Marine Current Resource Assessment : Measurements and Characterization

Sammanfattning: The increasing interest in converting energy from renewable resources into electricity has led to an increase in research covering the field of marine current energy, mainly concerning tidal currents and in-stream tidal turbines. Tides have the advantage of being predictable decades ahead. However, the tidal resource is intermittent and experiences local variations that affect the power output from a conversion system. The variability is mainly due to four aspects: the tidal regime, the tidal cycle, bathymetry at the site and weather effects. Each potential site is unique, the velocity flow field at tidal sites is highly influenced by local bathymetry and turbulence. Hence, characterizing the resource requires careful investigations and providing high quality velocity data from measurement surveys is of great importance. In this thesis, measurements of flow velocities have been performed at three kinds of sites.A tidal site has been investigated for its resource potential in one of all of the numerous fjords in Norway. Measurements have been performed to map the spatial and temporal variability of the resource. Results show that currents in the order of 2 m/s are present in the center of the channel. Furthermore, the flow is highly bi-directional between ebb and flood flows. The site thus have potential for in-stream energy conversion. A model is proposed that predicts peak current speed from information on tidal range at the site. A corresponding model can be set up and implemented at other similar sites affected by tides, i.e. fjord inlets connecting the ocean to a fjord or a basin.A river site serves as an experimental site for a marine current energy converter that has been designed at Uppsala University and deployed in Dalälven, Söderfors.

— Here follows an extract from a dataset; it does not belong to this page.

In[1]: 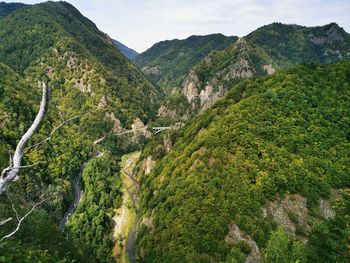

The flow rate at the site is regulated by an upstream hydrokinetic power plant nearby, making the site suitable for experiments on the performance of the vertical axis turbine in its natural environment. The turbine has been run in uniform flow and measurements have been performed to characterize the extent of the wake.An ocean current site was a target of investigation for its potential for providing utilizable renewable energy. A measurement campaign was conducted, mapping the flow both spatially and temporally. However, the site was shown to not be suitable for energy conversion using present technique.